If you’re just starting out, and you’re unsure of the chemical history of your soil, or you’re opting for container gardens, consider buying organic soil from a trusted supplier. Packaged potting soil from a garden center may well be better than the soil in a chemically treated lawn. But if you’re looking for soil you’d trust to grow food for yourself and your family, check the label for the word “organic.”

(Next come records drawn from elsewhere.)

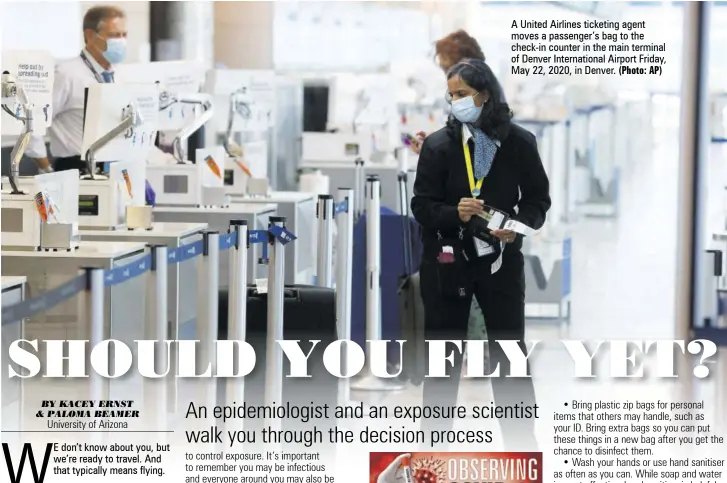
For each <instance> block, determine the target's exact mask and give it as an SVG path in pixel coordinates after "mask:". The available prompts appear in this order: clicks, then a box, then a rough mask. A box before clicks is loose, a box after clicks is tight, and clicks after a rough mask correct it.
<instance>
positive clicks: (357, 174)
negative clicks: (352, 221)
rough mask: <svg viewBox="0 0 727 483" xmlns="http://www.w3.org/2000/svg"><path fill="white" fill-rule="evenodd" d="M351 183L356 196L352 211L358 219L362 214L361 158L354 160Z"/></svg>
mask: <svg viewBox="0 0 727 483" xmlns="http://www.w3.org/2000/svg"><path fill="white" fill-rule="evenodd" d="M353 184H354V186H353V189H354V196H355V197H356V202H355V203H354V206H355V208H356V211H355V212H354V216H355V217H356V219H357V220H358V219H359V218H361V215H363V210H364V186H365V183H364V161H363V159H361V158H359V159H357V160H356V165H355V168H354V174H353Z"/></svg>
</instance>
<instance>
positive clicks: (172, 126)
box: [116, 61, 207, 131]
mask: <svg viewBox="0 0 727 483" xmlns="http://www.w3.org/2000/svg"><path fill="white" fill-rule="evenodd" d="M206 71H207V69H206V67H205V66H204V64H203V63H201V62H187V61H167V62H147V63H140V64H120V65H119V66H117V67H116V81H117V82H123V83H129V82H134V83H137V82H138V83H144V84H147V83H148V84H154V83H157V84H158V85H159V88H160V99H159V106H160V108H161V112H160V115H159V131H178V130H180V129H183V128H184V127H185V126H187V125H189V123H190V119H192V118H194V117H195V116H196V115H197V114H198V113H201V110H202V108H201V106H199V105H197V104H187V103H184V102H174V100H175V99H179V98H180V97H184V96H189V95H194V94H198V93H199V92H200V91H201V89H202V85H203V84H204V79H205V73H206Z"/></svg>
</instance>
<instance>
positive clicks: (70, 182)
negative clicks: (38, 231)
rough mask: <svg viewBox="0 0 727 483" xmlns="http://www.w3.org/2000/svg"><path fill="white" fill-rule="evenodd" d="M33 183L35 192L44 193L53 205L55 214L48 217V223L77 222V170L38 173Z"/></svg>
mask: <svg viewBox="0 0 727 483" xmlns="http://www.w3.org/2000/svg"><path fill="white" fill-rule="evenodd" d="M35 185H36V190H37V191H36V193H37V192H44V193H46V194H47V195H48V199H49V200H50V201H51V202H52V203H53V205H54V206H53V211H54V215H55V216H54V217H49V219H48V222H49V223H54V222H55V223H78V171H76V170H70V171H56V172H53V173H46V174H39V175H37V176H35ZM33 194H35V193H33ZM47 208H48V207H46V209H47ZM53 218H54V219H53Z"/></svg>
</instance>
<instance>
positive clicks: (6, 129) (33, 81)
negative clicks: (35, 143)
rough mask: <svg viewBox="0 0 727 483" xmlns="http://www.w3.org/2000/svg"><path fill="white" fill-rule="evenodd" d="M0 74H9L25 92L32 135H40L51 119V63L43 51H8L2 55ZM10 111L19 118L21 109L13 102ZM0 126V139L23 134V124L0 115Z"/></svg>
mask: <svg viewBox="0 0 727 483" xmlns="http://www.w3.org/2000/svg"><path fill="white" fill-rule="evenodd" d="M0 64H1V65H2V71H3V72H5V71H7V72H9V73H10V75H11V76H12V77H13V78H14V79H15V82H17V83H18V84H19V85H20V86H22V88H23V90H24V91H25V95H26V96H27V97H28V100H29V101H30V102H31V103H32V104H33V132H34V133H35V134H38V135H41V136H42V135H44V134H45V132H46V128H47V127H48V126H50V123H51V119H52V117H53V106H52V104H53V80H54V78H55V61H54V59H53V56H52V55H50V54H49V53H48V52H43V51H22V50H8V51H3V52H2V61H0ZM11 109H12V110H13V112H14V113H15V114H16V115H18V116H21V117H23V116H24V114H23V110H22V106H21V105H20V104H19V103H18V100H17V99H16V101H15V106H14V108H11ZM1 116H2V117H1V119H0V124H1V125H2V135H3V136H18V135H20V134H21V133H22V132H23V131H24V127H23V123H22V122H21V121H18V120H17V119H13V117H12V116H10V115H9V114H8V113H6V112H5V111H3V112H2V114H1Z"/></svg>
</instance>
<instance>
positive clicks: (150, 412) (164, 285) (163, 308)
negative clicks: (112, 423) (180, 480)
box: [144, 245, 169, 431]
mask: <svg viewBox="0 0 727 483" xmlns="http://www.w3.org/2000/svg"><path fill="white" fill-rule="evenodd" d="M150 250H151V270H150V272H149V289H148V291H147V297H146V313H147V316H146V324H145V327H144V338H145V339H146V340H155V341H157V344H156V351H155V358H154V366H155V368H156V369H160V368H164V367H167V362H168V358H169V356H168V354H167V345H166V342H165V341H166V340H167V330H168V326H167V294H168V292H169V290H168V283H169V281H168V273H169V272H168V269H167V268H168V267H167V263H168V261H167V256H168V253H167V252H168V249H167V247H166V245H152V246H150ZM167 377H168V376H164V377H162V378H159V379H150V378H147V379H145V380H144V408H145V412H146V414H147V417H148V418H149V420H148V421H149V424H150V425H152V426H153V427H155V428H156V429H157V430H159V431H164V430H166V428H167V390H168V388H167Z"/></svg>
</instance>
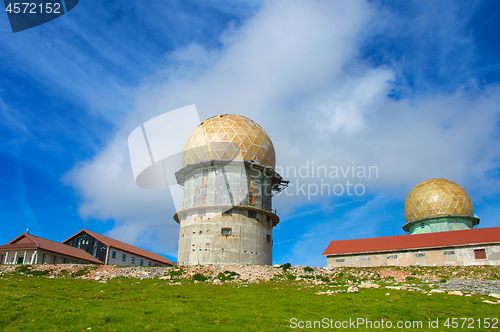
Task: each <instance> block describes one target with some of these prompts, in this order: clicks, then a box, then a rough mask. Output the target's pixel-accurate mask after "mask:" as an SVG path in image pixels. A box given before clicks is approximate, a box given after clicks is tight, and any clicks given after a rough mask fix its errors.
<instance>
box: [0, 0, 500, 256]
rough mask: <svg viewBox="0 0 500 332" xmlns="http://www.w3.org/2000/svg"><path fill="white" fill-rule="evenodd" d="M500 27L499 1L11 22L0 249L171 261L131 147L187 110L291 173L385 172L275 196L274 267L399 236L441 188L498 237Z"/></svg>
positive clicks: (164, 2)
mask: <svg viewBox="0 0 500 332" xmlns="http://www.w3.org/2000/svg"><path fill="white" fill-rule="evenodd" d="M148 4H149V3H148ZM498 31H500V5H499V4H498V2H497V1H468V2H456V1H424V2H423V1H404V2H403V1H361V0H359V1H349V2H347V1H344V2H340V1H339V2H332V1H309V2H300V1H269V2H259V1H238V2H235V1H222V0H214V1H168V2H153V3H151V4H149V6H145V4H144V2H135V1H128V0H127V1H106V2H98V1H80V3H79V4H78V5H77V7H75V8H74V9H73V10H72V11H71V12H69V13H68V14H66V15H63V16H62V17H60V18H58V19H56V20H54V21H51V22H49V23H46V24H44V25H41V26H38V27H35V28H32V29H30V30H26V31H23V32H19V33H16V34H12V32H10V26H9V23H8V20H7V15H6V14H3V15H0V119H1V120H0V128H1V129H0V139H1V141H0V142H1V145H0V156H1V160H2V163H1V168H2V172H1V173H0V174H1V175H0V183H1V186H0V218H1V225H2V232H1V233H0V242H1V243H6V242H8V241H10V240H11V239H12V238H14V237H15V236H17V235H19V234H20V233H21V232H23V231H24V230H25V229H26V228H27V227H29V228H30V229H31V232H32V233H33V234H36V235H40V236H43V237H46V238H49V239H52V240H56V241H62V240H64V239H65V238H67V237H69V236H70V235H72V234H73V233H76V232H77V231H79V230H80V229H82V228H88V229H91V230H93V231H96V232H99V233H102V234H106V235H109V236H112V237H114V238H117V239H119V240H123V241H126V242H129V243H132V244H135V245H138V246H141V247H143V248H145V249H149V250H152V251H155V252H158V253H162V254H164V255H166V256H167V257H169V258H171V259H175V258H176V254H177V237H178V227H177V226H176V224H175V222H174V221H173V220H172V218H171V216H172V215H173V213H174V212H175V211H174V210H175V209H174V207H173V203H172V200H171V197H170V195H169V193H168V192H167V191H154V190H145V189H141V188H138V187H137V186H135V184H134V179H133V176H132V173H131V169H130V162H129V156H128V150H127V136H128V134H129V133H130V132H131V131H132V130H133V129H134V128H135V127H137V126H138V125H140V124H141V123H143V122H145V121H147V120H149V119H151V118H153V117H155V116H157V115H159V114H162V113H164V112H167V111H170V110H173V109H176V108H179V107H183V106H186V105H190V104H196V106H197V109H198V112H199V114H200V118H202V119H206V118H208V117H210V116H213V115H216V114H220V113H237V114H242V115H245V116H247V117H250V118H252V119H253V120H255V121H256V122H258V123H259V124H260V125H262V127H264V129H265V130H266V131H267V132H268V134H269V135H270V137H271V139H272V140H273V142H274V145H275V149H276V155H277V164H278V165H279V166H281V167H282V169H283V170H286V167H296V168H298V167H300V166H304V165H306V164H307V163H309V165H311V164H312V163H313V162H314V164H315V165H317V166H320V165H323V166H325V167H331V166H336V167H340V166H342V167H347V166H352V165H356V166H365V167H368V166H376V167H377V168H378V171H379V172H378V176H377V177H372V178H361V179H360V178H350V181H351V182H352V183H356V184H360V185H362V186H363V188H365V190H364V191H365V193H364V194H363V195H360V196H358V195H352V196H350V195H347V194H344V195H340V196H337V195H313V196H312V197H309V198H308V197H307V195H306V196H304V195H303V194H302V193H301V192H296V190H295V189H296V188H294V187H293V186H292V187H290V188H289V189H288V190H287V193H288V195H284V194H282V195H279V196H277V197H276V198H275V200H274V206H275V207H276V208H277V210H278V215H279V216H280V218H281V223H280V224H279V226H278V227H277V228H275V231H274V251H273V253H274V259H273V260H274V262H275V263H285V262H291V263H292V264H307V265H316V266H321V265H325V264H326V260H325V258H324V257H322V256H321V254H322V252H323V250H324V249H325V248H326V246H327V245H328V243H329V242H330V241H331V240H339V239H351V238H364V237H373V236H388V235H401V234H403V233H404V232H403V231H402V229H401V226H402V225H403V224H404V215H403V207H404V200H405V198H406V195H407V194H408V192H409V191H410V190H411V189H412V188H413V187H414V186H415V185H416V184H418V183H419V182H420V181H423V180H425V179H428V178H433V177H444V178H447V179H450V180H452V181H455V182H457V183H459V184H460V185H462V186H463V187H464V188H465V189H466V190H467V192H468V193H469V195H470V196H471V198H472V201H473V203H474V208H475V212H476V214H478V215H479V216H480V217H481V224H480V227H494V226H500V221H499V220H498V218H497V215H498V213H499V210H500V204H499V203H498V202H499V198H500V186H499V183H500V182H499V177H500V173H499V170H500V127H499V124H500V122H499V116H500V85H499V80H500V37H499V34H498ZM285 173H287V172H285ZM283 175H285V176H287V175H290V174H283ZM288 178H289V179H290V180H291V183H292V184H293V183H295V182H294V181H300V183H301V184H304V185H306V186H307V185H310V186H313V185H315V184H319V183H320V181H321V179H319V178H311V177H310V178H306V179H303V178H301V179H297V178H296V177H294V176H291V177H290V176H288ZM324 180H325V181H328V183H329V184H331V185H334V184H336V183H345V181H346V180H348V179H338V178H337V179H331V178H330V179H324Z"/></svg>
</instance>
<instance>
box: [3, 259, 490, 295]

And don’t forget to start your own compost bin. Leftover food scraps mixed with yard waste will create all the fertile soil you will need in time. We have already written about the value of the red worm and the advantages of vermiculture. But be warned, red wrigglers cannot survive outside in an open-air compost heap. You will need a covered wooden box or bucket to house them.

Why Plant a Garden?

Starting with small plants speeds the time to harvest. Photo: © Diana

With the extra effort it takes to plant, sow, and tend a garden, why do it? I can think of several good reasons. Maybe you have others to add.

  • You know the grower. You’ll have no worries about how wholesome the food is.
  • It’s the epitome of “shop locally.” When you shop in your own garden, you save fuel. Here in Iowa, most of our fruits and vegetables are trucked 1,500 miles before reaching our tables. How far are yours transported? (Can you say, “carbon footprint”?)
  • No mowing! You don’t have to mow the area where you plant your garden. This isn’t a “no-labor” proposition, though, as you’ll get your share of exercise planting and tending your plot.
  • You get to experiment with agriculture on a limited scale. Learn which plants grow well together. Find out firsthand whether the natural pest control suggestions keep aphids in control.
  • If you’ve got kids, it’s a great opportunity for them to learn about the cycle of life and of reaping what you sow.
  • You get to relax a little. Gardening lowers your heart rate and blood pressure. It’s good for you in so many ways.
  • You can see Nature at work. Bees and butterflies are becoming a scarcity today. If they stop by your garden for a visit, you’ll get to watch life replicating itself on a tiny and important scale. You won’t get that experience going to the grocery store.
  • You’ll save money. Sure, you have an initial investment in seeds, a few tools, and water, but the payoff in healthy vegetables (and your health) far outweighs the modest amount you have to invest.

Tips for Beginners

I asked Fred Meyer, founder of Backyard Abundance, an Iowa City group that encourages gardening “in your own backyard,” what a novice should consider when starting a garden. These were his suggestions:

  • Pick an area with a lot of sun.
  • Choose plants that are easy to grow: beets, beans, squash and tomatoes. You can buy starters from greenhouses or at the farmers markets. (In general, bigger seeds mean easier-to-grow plants.)
  • Don’t over till the soil. The best nutrients are at the top.
  • Fertilize with compost, not chemicals. Start your own compost.
  • Control weeds and moisture with mulch, yard clippings, and newspapers.
  • Don’t over water. Water is too precious. Capture your rain water.
  • If you have questions, contact a Master Gardener. Or read the many relevant publications available online.

Over the next few weeks, I’ll be writing about my tiny backyard garden. If you see me on the street, check my fingernails to see how my garden is doing.